Monday, August 6, 2012

9- Hunka Hunka Burning Grapple Roll

Dane: [GM] Anyway, let's keep going. 
Soo: I take my pistol and rush over to the guy who got thrown clear. I'll keep a bead on him so he doesn't run.
Ian: Mari says "I need to take a quick break to get some air, I'll catch up." Dane I'll use this time to recharge my fire power slot I used.
Joe: The gleaming mechanical adonis realizes that if aiming a gun to make a point is effective, severing the legs from the torso will be even more so.
Kyle: I thought you didn't take any weapons to handicap us?
Joe: Who said anything about weapons? I have two hands, a possibly unconscious victim and an 8 for a Strength score. I run over and grab the man.
Dane: [GM] I need a hunka hunka burnin' grapple roll Joe, he's not totally out cold.
Dane: [GM] The poor bastard...
Joe: The paragon of plated perfection starts to yank his left leg out of it's socket, only somewhat concerned if he says anything of value as he does.
Dane: [GM] The man starts to scream something in a foreign language.
Joe: What is he saying.
Ian: It's a foreign language, you'd have to know it to understand.
Joe: If our luscious GM would check my character sheet, I speak every language in the core rulebook, the extended core sourcebook, the player's companion and every one that's even been refrenced second-hand in the last 112 issues of The Eldarian.
Dane: [GM] He's right actually. He has all of them it seems. 67 different ones.
Soo: Why the hell do you have 67 different languages?!
Joe: Just because I don't want to be useful doesn't mean I'm going to not use all my build points. Languages are only 2 pts. for each.
Ian: He's like a murderous C-3P0...
Kyle: Thanks Ian, I'll have that in my head from now on.
Joe: I'm versed in over one million forms of torture.
Dane: [GM] The man is speaking Air-cant, the highly obscure language used by airship crewmen consisting of short words and hand signs.
Soo: Gotta wonder how he's conveying much while being de-limbed. Anyhow I ask GR-210 to stop pulling so fast so we can maybe get some information.

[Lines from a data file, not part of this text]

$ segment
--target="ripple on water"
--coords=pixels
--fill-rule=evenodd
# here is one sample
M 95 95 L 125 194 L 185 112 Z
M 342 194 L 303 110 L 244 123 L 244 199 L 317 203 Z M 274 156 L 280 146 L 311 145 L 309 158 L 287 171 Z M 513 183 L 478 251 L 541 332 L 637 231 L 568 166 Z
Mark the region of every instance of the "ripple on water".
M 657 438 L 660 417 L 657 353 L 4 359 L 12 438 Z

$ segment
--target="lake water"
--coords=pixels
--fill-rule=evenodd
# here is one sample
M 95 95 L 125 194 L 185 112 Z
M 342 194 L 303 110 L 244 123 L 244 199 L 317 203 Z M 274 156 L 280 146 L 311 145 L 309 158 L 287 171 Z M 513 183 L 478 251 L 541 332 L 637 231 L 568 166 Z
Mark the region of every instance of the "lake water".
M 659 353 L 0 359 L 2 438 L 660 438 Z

Joe: The gleaming titan of science realizes that despite her current air of nobility, beneath Kali's facade is a lowly graduate student who has to borrow lab supplies. Taking pity, he relents.

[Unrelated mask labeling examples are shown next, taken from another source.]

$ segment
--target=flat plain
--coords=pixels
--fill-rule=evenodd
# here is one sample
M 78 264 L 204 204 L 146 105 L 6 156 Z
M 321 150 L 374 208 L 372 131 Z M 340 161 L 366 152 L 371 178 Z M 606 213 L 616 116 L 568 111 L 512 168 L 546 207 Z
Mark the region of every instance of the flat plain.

Soo: I don't have lab supplies Joe, I'm a therapy student.
Joe: Yeah but you left your student ID card in my car months ago, I've been been cashing out your student balance for lab materials since I knew you'd never notice. Can you believe how much gallon jugs of potassium cost?
Kyle: The funny thing about Joe is that, if he ever blew himself up in a freak potassium accident, I'd be to busy smiling to dodge the raining chunks of asshole.